NSURLSession *session = [NSURLSession sharedSession];
NSURLSessionDataTask *dataTask = [session dataTaskWithRequest:request
                                            completionHandler:^(NSData *data, NSURLResponse *response, NSError *error) {
                                                if (error) {
                                                    NSLog(@"%@", error);
                                                } else {
                                                    NSHTTPURLResponse *httpResponse = (NSHTTPURLResponse *) response;
                                                    NSLog(@"%@", httpResponse);
                                                }
                                            }];
[dataTask resume];
$curl = curl_init();

curl_setopt_array($curl, array(
  CURLOPT_URL => "https://YOUR_AUTH0_DOMAIN/api/v2/clients/YOUR_CLIENT_ID",
  CURLOPT_RETURNTRANSFER => true,
  CURLOPT_ENCODING => "",
  CURLOPT_MAXREDIRS => 10,
  CURLOPT_TIMEOUT => 30,
  CURLOPT_HTTP_VERSION => CURL_HTTP_VERSION_1_1,
  CURLOPT_CUSTOMREQUEST => "PATCH",
  CURLOPT_POSTFIELDS => "{\"client_secret\": \"NEW_CLIENT_SECRET\"}",
  CURLOPT_HTTPHEADER => array(
    "content-type: application/json"
  ),
));

$response = curl_exec($curl);
$err = curl_error($curl);

curl_close($curl);

if ($err) {
  echo "cURL Error #:" . $err;
} else {
  echo $response;
}
import http.client

conn = http.client.HTTPSConnection("")

payload = "{\"client_secret\": \"NEW_CLIENT_SECRET\"}"
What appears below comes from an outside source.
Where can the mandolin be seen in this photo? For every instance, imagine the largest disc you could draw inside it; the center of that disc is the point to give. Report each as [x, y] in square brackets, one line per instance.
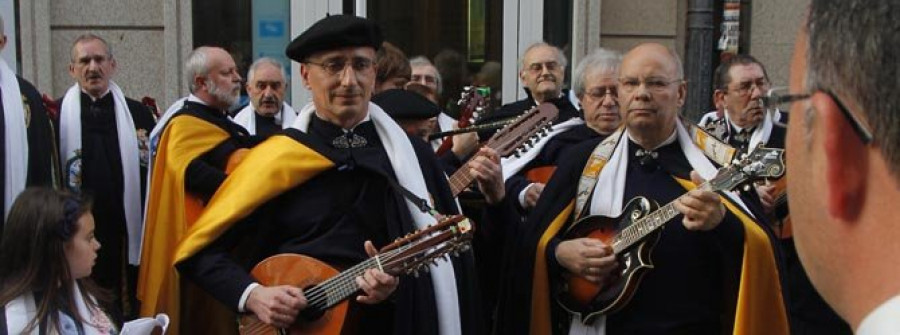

headers = { 'content-type': "application/json" }

conn.request("PATCH", "/YOUR_AUTH0_DOMAIN/api/v2/clients/YOUR_CLIENT_ID", payload, headers)

res = conn.getresponse()
data = res.read()

print(data.decode("utf-8"))
require 'uri'
require 'net/http'

url = URI("https://YOUR_AUTH0_DOMAIN/api/v2/clients/YOUR_CLIENT_ID")

http = Net::HTTP.new(url.host, url.port)
http.use_ssl = true
http.verify_mode = OpenSSL::SSL::VERIFY_NONE

request = Net::HTTP::Patch.new(url)
request["content-type"] = 'application/json'
request.body = "{\"client_secret\": \"NEW_CLIENT_SECRET\"}"

response = http.request(request)
puts response.read_body
import Foundation

let headers = ["content-type": "application/json"]
let parameters = ["client_secret": "NEW_CLIENT_SECRET"]

let postData = NSJSONSerialization.dataWithJSONObject(parameters, options: nil, error: nil)

var request = NSMutableURLRequest(URL: NSURL(string: "https://YOUR_AUTH0_DOMAIN/api/v2/clients/YOUR_CLIENT_ID")!,
                                        cachePolicy: .UseProtocolCachePolicy,
                                    timeoutInterval: 10.0)
request.HTTPMethod = "PATCH"
request.allHTTPHeaderFields = headers
request.HTTPBody = postData

let session = NSURLSession.sharedSession()
let dataTask = session.dataTaskWithRequest(request, completionHandler: { (data, response, error) -> Void in
  if (error != nil) {
    println(error)
  } else {
    let httpResponse = response as? NSHTTPURLResponse
    println(httpResponse)
  }
})

dataTask.resume()

Remember that if your client uses a Base64-encoded client secret, and you want to update it using the Update a client API endpoint then the updated one has to be encoded as well. Otherwise, you should use the Rotate Secret API endpoint.